Part 1: Rubido’s pathway into coaching and the FIFA Talent Coach Programme
In the first part of the interview, Rubido discusses his pathway into coaching. Knowing that he did not possess the ability to become a top footballer, he began working for the Madrid Football Association, gaining knowledge from a variety of roles. Rubido then made the move into the women’s game, which opened many doors, including the chance to work with FIFA, and ultimately led to his position as head coach in Costa Rica. He goes on to discuss some of the things on which he has focused in his current position, as well as highlighting the FIFA Talent Coach Programme and the big impact that it is having on how football is seen not only in Costa Rica, but also in the whole of Central America, having also reshaped his own perceptions.

Part 2: Playing and training methodologies
In the second section of the interview, Rubido explains that he does not consider himself to be a dogmatist and therefore is not wedded to any particular idea or system. However, he likes his current Costa Rica team to play in a certain way and discusses how they should operate in and out of possession, being able to adapt to changes of tempo in defence and playing more directly through the lines in attack. The young head coach goes on to state that his favoured formation is 4-4-2 due to its versatility, which allows players to move out wide or play narrower, for instance, depending on their profile.

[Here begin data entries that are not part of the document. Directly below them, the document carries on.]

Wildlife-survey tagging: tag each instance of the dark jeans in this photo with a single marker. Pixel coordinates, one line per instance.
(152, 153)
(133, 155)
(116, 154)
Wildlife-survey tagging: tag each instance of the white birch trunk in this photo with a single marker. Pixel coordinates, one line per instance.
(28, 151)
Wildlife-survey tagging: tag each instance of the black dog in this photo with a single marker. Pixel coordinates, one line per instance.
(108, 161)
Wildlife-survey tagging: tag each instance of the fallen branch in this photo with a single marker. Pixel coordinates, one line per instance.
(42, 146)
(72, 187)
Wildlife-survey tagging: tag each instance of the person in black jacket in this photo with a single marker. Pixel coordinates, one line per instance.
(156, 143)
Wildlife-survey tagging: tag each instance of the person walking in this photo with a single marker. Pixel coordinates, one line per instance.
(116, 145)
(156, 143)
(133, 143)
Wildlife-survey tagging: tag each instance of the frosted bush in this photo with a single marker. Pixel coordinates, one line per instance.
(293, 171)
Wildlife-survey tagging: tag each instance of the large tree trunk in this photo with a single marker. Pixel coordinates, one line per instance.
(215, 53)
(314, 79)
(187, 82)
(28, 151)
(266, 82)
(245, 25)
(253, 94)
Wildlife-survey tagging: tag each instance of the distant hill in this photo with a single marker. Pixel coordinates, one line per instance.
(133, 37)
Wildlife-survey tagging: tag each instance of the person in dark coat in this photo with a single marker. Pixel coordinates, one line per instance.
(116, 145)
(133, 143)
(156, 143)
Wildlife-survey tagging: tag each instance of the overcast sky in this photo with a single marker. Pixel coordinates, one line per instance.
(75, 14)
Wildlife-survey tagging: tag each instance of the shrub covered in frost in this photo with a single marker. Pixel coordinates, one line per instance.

Rubido then talks about instilling a philosophy of high performance on the pitch, explaining that he, his backroom staff and coaches in general are becoming more demanding of players. For example, although mistakes are part of the process, players must learn to overcome them to meet minimum standards. He states that, as there is now more emphasis on the analytical and technological sides of things, there is greater attention to detail and this, he feels, has changed the team for the better.

Part 3: Preparation for tournaments such as the Concacaf W Gold Cup
In the concluding part of the interview, Rubido explains how preparation can be split into two stages. The first makes use of analysis of the displays at recent competitions to determine how the team are shaping up and what individual players need to do to improve. The second is orientated towards the standards of international football and includes looking at FIFA World Cup™ and FIFA Women’s World Cup™ reports, for instance. Although Costa Rica may be lacking in certain areas, Rubido points out that organisation and the physical aspects of the game can help them to match other teams. Effort and intensity are other areas that he and his staff are working on to close the gap on the top teams.